Wenn das Pferd Angst davor hat, auf den Hänger zu gehen oder einen Bach zu durchqueren, wenn es beim Hufschmied nicht stillhält, beim Aufsitzen nicht stehenbleibt oder beim Ausritt einfach los galoppiert – dann heißt es schnell: „Mein Pferd hat ein Problem.“ In solchen Momenten können Jenny Wild und Peer Claßen aus Dortmund helfen. Und klären, dass das Problem meist beim Menschen liegt.
Dortmunder vermitteln „Natural Horsemanship“
Auf einem Bauernhof im Dortmunder Süden steht ein weißes Zelt auf einer Wiese – direkt neben einer Koppel mit vier Pferden. Im Zelt kocht Peer Kaffee am Holzofen. Am gemütlich rustikalen Tisch, der noch mit gruseliger Deko vom vergangenen Halloween-Fest geschmückt ist, erklären Peer und Jenny (beide 51), wie einfach die Sprache der Pferde ist. „Natural Horsemanship“ nennt man den besonderen Umgang mit Pferden, den die beiden vermitteln.

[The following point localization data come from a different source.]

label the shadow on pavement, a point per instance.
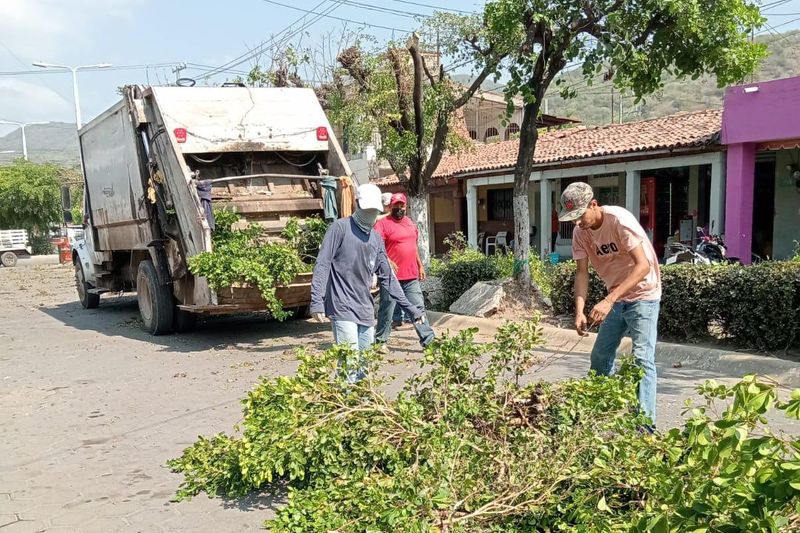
(270, 498)
(119, 317)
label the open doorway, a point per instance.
(763, 208)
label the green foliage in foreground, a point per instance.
(466, 448)
(246, 255)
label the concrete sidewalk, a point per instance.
(726, 362)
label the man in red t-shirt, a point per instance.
(400, 236)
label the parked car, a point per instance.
(13, 245)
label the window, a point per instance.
(512, 130)
(501, 204)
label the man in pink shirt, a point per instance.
(400, 236)
(615, 244)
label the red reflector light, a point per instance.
(180, 135)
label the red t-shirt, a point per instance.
(400, 238)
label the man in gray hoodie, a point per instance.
(351, 253)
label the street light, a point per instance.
(22, 127)
(74, 82)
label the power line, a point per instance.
(386, 10)
(778, 25)
(251, 53)
(359, 22)
(771, 5)
(435, 7)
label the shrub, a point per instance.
(41, 245)
(462, 267)
(760, 305)
(465, 448)
(755, 306)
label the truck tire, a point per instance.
(184, 321)
(156, 305)
(88, 299)
(8, 259)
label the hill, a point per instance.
(54, 142)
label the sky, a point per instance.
(145, 39)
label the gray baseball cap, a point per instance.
(574, 201)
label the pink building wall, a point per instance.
(752, 114)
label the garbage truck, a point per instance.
(160, 160)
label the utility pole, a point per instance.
(612, 104)
(177, 69)
(74, 82)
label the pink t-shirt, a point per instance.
(608, 250)
(400, 238)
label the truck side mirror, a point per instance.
(66, 204)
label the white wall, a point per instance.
(786, 228)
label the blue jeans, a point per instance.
(388, 310)
(359, 338)
(640, 321)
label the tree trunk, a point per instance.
(418, 211)
(522, 225)
(522, 178)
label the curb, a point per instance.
(725, 363)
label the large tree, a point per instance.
(30, 195)
(405, 95)
(634, 42)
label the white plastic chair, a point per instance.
(501, 239)
(491, 241)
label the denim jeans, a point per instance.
(388, 311)
(640, 321)
(359, 338)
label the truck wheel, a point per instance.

Wie sie dazu gekommen sind? „Mit Mitte 20 hatte ich ein Pferd. Und vieles war schwierig“, erinnert sich Jenny. Mit einer Freundin sah sie auf einer Messe Vorführungen von Leuten, die auf natürliche Weise mit ihren Pferden kommunizierten. „Unsere Probleme waren schnell gelöst – und es ergaben sich plötzlich so viele Möglichkeiten“, sagt Jenny.

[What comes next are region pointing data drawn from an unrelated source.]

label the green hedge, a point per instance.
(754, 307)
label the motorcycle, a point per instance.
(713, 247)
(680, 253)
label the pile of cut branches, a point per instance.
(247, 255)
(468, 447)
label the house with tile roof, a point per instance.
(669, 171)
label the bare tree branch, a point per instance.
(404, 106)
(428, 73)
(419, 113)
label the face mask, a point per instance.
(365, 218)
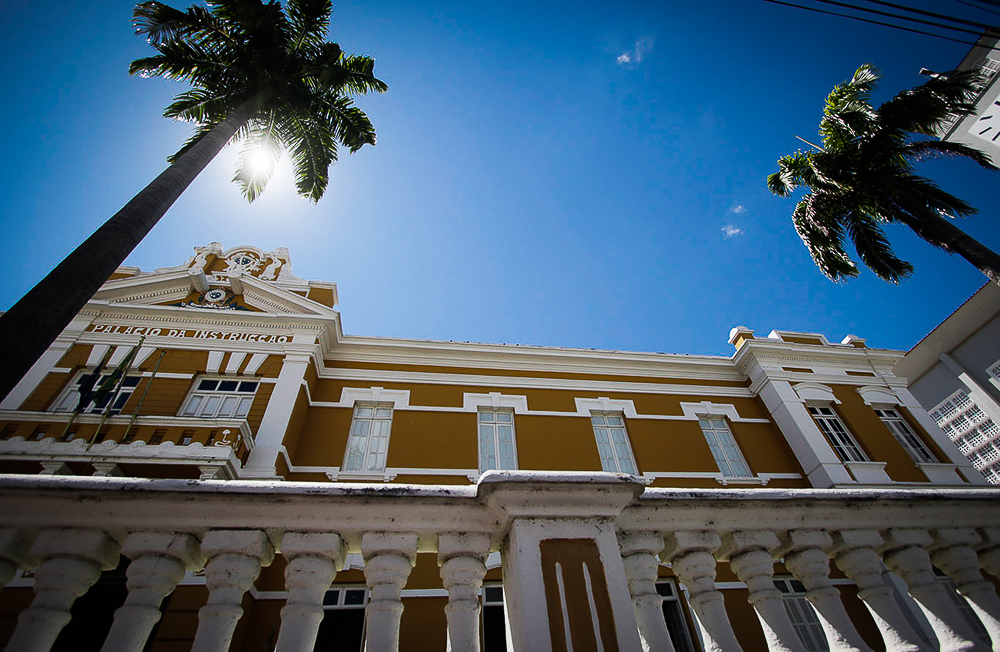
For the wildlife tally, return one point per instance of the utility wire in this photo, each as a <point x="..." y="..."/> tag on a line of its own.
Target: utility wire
<point x="876" y="22"/>
<point x="891" y="15"/>
<point x="921" y="12"/>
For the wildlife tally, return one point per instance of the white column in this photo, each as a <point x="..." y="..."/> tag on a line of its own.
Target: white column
<point x="749" y="554"/>
<point x="234" y="561"/>
<point x="271" y="434"/>
<point x="821" y="464"/>
<point x="72" y="560"/>
<point x="159" y="560"/>
<point x="854" y="553"/>
<point x="904" y="554"/>
<point x="389" y="558"/>
<point x="15" y="547"/>
<point x="639" y="554"/>
<point x="807" y="560"/>
<point x="462" y="557"/>
<point x="313" y="560"/>
<point x="690" y="556"/>
<point x="954" y="555"/>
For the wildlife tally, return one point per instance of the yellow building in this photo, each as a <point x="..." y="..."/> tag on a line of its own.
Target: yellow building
<point x="553" y="498"/>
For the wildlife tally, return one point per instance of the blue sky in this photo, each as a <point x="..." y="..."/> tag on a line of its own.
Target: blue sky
<point x="531" y="183"/>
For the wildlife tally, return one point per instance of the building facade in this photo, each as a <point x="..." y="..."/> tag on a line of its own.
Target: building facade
<point x="954" y="372"/>
<point x="247" y="477"/>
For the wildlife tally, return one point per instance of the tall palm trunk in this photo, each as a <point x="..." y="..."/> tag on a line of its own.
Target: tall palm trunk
<point x="942" y="232"/>
<point x="33" y="323"/>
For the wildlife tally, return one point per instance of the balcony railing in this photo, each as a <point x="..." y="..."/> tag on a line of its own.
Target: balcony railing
<point x="211" y="449"/>
<point x="581" y="554"/>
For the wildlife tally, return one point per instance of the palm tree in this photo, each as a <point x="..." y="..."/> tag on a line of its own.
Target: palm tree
<point x="260" y="74"/>
<point x="863" y="177"/>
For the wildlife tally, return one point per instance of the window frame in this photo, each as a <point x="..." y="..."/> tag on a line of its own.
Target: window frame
<point x="827" y="424"/>
<point x="68" y="398"/>
<point x="906" y="436"/>
<point x="609" y="427"/>
<point x="356" y="418"/>
<point x="496" y="425"/>
<point x="719" y="452"/>
<point x="222" y="395"/>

Peer war nie im Reitverein. „Diese Vereins-Meierei, das war nichts für mich“, gesteht er. Irgendwann sollte er sich um das Pferd einer Freundin kümmern, die verreist war. „Da ging anfangs alles schief“, sagt er und lacht. Doch Peer geht den Problemen auf den Grund – und findet heraus: Die Kommunikation muss stimmen. Später studiert er Tierpsychologie.

Pferden die Angst nehmen
Auf einer Veranstaltung lernen sich Jenny und Peer 2008 kennen und lieben. „Wir waren sofort auf einer Wellenlänge“, sagt Jenny. Ihr tiefes Verständnis für Pferde machen sie sich zur Aufgabe. Sie bilden sich fort, besuchen Kurse. Dann unterrichten sie. Irgendwann schreiben sie eigene Bücher. Heute ist das Paar in ganz Deutschland unterwegs, um Menschen die Sprache und Natur der Pferde verständlich zu machen. Aber auch, um Pferden Angst zu nehmen und mehr Sicherheit zu geben.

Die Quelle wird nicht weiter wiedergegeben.